Eskalation bei Demo

I: 190 Polizisten bei wütenden Bahn-Protesten verletzt

Ausland
04.07.2011 07:00
Die Proteste gegen eine Hochgeschwindigkeitstrasse im Norden Italiens eskalieren. Zum zweiten Mal binnen weniger Tage kam es am Sonntag bei einer Demonstration gegen das Milliardenprojekt der Bahn mitten im Piemont zu heftigen Zusammenstößen zwischen Teilnehmern und der Polizei. Laut den Behörden wurden dabei mindestens 400 Personen verletzt - darunter alleine 188 Polizisten, die nach den Krawallen medizinisch behandelt werden mussten. Mehrere Personen wurden festgenommen.

Rund 6.000 Menschen demonstrierten am Sonntag zunächst friedlich in Chiomonte an der Baustelle eines Tunnels für die Schnellstrecke im Val di Susa in der Nähe von Turin.

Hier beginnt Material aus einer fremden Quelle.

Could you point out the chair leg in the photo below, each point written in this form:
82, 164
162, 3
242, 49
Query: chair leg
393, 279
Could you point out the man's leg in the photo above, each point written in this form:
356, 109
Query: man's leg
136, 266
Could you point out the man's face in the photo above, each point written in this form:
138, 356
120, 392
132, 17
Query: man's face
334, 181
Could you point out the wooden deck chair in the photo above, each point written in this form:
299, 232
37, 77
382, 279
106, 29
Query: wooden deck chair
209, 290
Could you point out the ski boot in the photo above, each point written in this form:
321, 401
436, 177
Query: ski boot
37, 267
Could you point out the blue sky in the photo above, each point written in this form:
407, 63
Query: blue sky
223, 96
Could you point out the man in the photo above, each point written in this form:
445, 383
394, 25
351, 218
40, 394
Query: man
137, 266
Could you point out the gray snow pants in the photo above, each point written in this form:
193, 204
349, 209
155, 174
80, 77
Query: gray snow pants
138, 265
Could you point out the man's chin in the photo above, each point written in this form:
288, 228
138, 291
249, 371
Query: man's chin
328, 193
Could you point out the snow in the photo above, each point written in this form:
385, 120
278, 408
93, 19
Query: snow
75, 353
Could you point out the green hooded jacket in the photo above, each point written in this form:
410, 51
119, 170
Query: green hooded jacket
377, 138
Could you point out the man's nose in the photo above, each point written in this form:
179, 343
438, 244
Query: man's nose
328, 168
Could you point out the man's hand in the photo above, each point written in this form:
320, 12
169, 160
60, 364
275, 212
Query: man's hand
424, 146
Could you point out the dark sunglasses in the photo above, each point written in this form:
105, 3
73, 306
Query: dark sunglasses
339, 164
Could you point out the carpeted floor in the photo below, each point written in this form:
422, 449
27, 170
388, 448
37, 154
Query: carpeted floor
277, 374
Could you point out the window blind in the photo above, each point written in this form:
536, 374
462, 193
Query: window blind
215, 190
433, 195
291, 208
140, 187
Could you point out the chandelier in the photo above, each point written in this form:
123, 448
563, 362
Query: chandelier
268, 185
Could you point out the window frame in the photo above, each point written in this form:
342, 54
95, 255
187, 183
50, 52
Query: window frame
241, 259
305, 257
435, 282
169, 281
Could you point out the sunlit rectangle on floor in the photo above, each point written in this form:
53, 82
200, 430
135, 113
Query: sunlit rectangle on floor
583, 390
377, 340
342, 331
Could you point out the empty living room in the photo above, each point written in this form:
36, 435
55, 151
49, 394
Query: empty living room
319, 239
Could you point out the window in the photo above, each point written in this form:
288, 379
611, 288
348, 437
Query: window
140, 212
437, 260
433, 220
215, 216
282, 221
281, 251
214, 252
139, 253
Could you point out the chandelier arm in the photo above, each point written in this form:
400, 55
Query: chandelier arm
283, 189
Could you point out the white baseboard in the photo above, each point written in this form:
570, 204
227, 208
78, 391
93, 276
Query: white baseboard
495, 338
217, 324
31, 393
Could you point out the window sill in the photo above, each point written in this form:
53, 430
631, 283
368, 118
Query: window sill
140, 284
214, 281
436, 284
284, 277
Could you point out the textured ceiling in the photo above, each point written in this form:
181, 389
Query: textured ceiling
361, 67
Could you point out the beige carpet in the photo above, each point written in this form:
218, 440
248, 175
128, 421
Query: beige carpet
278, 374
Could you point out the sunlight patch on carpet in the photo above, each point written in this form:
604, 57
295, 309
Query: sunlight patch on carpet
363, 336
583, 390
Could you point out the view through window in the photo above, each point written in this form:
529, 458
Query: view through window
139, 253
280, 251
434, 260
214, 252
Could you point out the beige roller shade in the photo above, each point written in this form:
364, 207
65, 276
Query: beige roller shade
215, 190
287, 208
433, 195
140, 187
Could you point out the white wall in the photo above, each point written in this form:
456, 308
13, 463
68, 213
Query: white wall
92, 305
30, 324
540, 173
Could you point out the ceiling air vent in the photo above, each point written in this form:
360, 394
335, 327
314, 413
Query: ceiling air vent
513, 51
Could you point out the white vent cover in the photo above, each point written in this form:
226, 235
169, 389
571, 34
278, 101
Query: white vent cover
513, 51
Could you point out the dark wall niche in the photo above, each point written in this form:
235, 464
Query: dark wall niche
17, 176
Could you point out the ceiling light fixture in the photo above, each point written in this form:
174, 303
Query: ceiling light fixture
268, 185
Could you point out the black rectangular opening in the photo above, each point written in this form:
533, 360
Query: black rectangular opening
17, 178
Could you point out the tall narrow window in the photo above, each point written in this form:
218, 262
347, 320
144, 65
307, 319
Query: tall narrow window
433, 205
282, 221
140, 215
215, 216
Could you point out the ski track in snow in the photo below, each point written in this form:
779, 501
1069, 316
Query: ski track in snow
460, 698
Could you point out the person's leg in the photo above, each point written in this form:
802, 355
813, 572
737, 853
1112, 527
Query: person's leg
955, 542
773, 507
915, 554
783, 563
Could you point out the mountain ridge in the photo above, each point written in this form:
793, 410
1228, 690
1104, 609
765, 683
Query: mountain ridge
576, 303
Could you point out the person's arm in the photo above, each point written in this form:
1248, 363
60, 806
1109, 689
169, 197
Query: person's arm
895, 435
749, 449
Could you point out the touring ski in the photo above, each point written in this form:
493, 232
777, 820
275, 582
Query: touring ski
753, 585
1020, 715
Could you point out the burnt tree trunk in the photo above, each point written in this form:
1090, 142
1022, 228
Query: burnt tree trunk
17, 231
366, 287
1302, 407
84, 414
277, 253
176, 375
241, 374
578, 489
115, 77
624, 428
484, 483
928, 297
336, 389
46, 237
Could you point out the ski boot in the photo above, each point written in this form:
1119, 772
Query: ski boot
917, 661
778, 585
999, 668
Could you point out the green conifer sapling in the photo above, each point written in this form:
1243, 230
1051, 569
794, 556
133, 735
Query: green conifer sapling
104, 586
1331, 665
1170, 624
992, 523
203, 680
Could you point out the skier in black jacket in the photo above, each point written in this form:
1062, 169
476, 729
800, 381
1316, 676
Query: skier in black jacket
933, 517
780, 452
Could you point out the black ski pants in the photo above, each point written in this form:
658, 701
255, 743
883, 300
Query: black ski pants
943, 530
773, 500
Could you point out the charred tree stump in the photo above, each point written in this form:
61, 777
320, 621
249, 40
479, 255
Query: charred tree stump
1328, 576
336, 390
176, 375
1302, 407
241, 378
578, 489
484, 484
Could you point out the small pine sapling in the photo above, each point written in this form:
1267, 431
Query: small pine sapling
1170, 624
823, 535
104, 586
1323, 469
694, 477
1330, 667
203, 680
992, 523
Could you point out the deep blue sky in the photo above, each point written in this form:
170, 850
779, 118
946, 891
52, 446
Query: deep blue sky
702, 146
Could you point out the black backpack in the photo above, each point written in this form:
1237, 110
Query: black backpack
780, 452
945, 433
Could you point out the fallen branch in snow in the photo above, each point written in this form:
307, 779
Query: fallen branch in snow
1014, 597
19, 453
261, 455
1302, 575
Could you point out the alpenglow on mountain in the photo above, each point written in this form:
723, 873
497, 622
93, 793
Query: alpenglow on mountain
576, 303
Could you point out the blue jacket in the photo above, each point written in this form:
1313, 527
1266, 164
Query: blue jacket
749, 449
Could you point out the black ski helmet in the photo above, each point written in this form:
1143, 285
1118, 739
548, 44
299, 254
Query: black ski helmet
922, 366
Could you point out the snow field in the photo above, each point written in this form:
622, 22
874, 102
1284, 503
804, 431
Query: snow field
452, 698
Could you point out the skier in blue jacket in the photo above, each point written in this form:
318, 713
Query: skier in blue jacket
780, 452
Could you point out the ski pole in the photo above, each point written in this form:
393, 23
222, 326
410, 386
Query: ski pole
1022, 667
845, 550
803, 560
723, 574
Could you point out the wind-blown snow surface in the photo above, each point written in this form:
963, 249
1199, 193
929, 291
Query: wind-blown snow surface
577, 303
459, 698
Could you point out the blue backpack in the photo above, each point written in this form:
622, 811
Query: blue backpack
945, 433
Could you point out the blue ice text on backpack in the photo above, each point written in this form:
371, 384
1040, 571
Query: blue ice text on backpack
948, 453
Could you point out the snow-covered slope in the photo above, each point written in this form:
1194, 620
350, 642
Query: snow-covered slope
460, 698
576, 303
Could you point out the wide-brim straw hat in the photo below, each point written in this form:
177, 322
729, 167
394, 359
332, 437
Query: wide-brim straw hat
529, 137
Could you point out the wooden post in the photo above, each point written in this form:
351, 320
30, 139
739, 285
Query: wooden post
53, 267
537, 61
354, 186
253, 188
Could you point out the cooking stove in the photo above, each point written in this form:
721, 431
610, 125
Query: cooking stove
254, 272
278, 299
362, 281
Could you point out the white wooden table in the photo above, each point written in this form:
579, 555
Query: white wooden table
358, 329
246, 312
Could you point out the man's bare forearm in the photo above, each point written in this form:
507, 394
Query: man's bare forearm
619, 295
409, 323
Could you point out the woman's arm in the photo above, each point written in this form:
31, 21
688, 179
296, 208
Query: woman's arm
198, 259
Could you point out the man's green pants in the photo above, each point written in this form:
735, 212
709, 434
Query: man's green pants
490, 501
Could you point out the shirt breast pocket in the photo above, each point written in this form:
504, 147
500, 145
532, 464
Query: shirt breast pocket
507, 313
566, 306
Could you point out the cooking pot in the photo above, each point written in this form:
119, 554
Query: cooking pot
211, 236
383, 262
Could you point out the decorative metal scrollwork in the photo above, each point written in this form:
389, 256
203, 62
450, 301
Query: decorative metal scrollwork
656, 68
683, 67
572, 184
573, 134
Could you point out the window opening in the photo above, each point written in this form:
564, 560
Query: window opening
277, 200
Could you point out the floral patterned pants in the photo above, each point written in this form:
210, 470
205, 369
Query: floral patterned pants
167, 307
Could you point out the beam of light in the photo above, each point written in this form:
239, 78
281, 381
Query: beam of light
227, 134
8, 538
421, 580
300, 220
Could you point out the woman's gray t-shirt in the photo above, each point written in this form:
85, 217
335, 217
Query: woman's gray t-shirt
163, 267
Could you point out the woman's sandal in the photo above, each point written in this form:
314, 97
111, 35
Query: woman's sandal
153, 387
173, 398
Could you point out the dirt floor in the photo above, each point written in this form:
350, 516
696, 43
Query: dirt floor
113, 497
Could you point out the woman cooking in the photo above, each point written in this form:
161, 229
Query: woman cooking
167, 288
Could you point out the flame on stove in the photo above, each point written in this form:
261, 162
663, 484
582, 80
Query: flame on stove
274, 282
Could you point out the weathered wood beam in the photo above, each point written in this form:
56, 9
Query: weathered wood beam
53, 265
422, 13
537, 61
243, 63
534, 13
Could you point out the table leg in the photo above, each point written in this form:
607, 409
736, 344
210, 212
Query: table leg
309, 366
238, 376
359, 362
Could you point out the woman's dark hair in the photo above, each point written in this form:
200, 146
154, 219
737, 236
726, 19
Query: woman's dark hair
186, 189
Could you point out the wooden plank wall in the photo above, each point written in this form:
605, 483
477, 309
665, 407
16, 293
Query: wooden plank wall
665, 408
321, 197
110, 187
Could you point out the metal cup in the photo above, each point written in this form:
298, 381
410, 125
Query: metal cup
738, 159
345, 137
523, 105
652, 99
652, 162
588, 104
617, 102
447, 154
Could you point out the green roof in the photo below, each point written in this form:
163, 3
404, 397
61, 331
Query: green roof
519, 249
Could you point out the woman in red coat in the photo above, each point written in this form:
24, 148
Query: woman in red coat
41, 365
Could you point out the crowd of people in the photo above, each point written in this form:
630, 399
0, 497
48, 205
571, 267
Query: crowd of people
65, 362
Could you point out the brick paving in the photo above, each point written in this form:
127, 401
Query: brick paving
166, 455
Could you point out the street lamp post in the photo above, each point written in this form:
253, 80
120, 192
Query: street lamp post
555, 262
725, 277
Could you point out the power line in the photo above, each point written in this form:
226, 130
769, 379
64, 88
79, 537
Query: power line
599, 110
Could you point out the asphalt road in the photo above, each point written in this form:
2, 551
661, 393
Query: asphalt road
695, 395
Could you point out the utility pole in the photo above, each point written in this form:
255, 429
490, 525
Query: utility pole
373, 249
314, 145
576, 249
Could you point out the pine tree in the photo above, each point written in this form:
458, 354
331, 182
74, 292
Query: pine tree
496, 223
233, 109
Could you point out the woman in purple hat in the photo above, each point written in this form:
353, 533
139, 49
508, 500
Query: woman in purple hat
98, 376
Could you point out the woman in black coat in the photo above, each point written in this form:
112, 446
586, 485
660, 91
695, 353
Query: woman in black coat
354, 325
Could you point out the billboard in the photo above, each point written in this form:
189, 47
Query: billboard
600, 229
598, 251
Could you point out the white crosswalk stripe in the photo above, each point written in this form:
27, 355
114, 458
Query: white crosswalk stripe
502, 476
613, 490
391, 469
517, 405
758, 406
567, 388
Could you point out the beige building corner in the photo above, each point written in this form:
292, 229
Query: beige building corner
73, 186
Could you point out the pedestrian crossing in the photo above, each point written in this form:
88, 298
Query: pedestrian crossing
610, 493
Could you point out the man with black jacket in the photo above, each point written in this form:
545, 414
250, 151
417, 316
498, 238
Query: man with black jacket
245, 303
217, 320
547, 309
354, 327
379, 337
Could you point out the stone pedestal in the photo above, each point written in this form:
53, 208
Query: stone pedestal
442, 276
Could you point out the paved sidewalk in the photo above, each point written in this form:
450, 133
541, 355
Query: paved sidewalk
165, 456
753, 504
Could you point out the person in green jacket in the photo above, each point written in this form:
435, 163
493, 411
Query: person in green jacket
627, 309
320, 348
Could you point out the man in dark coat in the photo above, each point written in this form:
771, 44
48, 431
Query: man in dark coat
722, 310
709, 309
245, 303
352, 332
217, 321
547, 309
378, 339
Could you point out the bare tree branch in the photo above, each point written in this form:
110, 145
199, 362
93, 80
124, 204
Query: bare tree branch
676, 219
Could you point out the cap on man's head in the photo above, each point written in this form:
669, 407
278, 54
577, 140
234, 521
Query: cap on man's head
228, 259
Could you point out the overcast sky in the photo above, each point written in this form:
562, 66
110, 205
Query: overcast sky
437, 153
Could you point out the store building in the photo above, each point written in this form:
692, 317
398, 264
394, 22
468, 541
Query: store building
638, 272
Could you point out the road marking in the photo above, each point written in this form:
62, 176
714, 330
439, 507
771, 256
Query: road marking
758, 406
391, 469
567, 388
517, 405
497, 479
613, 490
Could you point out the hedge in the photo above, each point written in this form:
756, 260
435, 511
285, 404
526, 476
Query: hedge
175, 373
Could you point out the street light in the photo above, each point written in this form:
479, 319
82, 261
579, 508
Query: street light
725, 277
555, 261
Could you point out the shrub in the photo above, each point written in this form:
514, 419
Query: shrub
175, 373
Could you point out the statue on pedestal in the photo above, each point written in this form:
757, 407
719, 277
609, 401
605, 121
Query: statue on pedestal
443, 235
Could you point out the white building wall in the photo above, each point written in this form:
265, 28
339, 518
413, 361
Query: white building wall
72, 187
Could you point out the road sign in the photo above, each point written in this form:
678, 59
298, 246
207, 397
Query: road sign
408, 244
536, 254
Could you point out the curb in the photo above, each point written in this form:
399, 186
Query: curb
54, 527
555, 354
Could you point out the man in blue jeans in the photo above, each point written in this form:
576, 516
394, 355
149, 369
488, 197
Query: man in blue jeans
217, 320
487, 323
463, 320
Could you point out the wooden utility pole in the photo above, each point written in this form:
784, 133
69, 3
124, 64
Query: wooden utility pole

Im Verlaufe des Protests kam es dann an mehreren Stellen zu Zusammenstößen. Die Demonstranten warfen den Angaben zufolge Steine und Feuerwerkskörper auf die Beamten. Die Sicherheitskräfte setzten Tränengas ein, um die Menge zu zerstreuen. Einigen Teilnehmern sei es gelungen, die Bauzäune zu überwinden, teilte die Polizei mit.

Viele Demonstranten, die in die Zusammenstöße verwickelt gewesen seien, hätten den Protest für Gewalt ausgenutzt. Mehrere Teilnehmer seien aus dem Ausland angereist. Unter den Demonstranten sollen sich auch Gruppen des berüchtigten linksextremistischen "Schwarzen Blocks" befunden haben. Der italienische Präsident Giorgio Napolitano verurteilte die Gewalt gegen die Sicherheitskräfte und erklärte, es werde nicht zugelassen, dass gewalttätige Teilnehmer die Proteste infiltrierten.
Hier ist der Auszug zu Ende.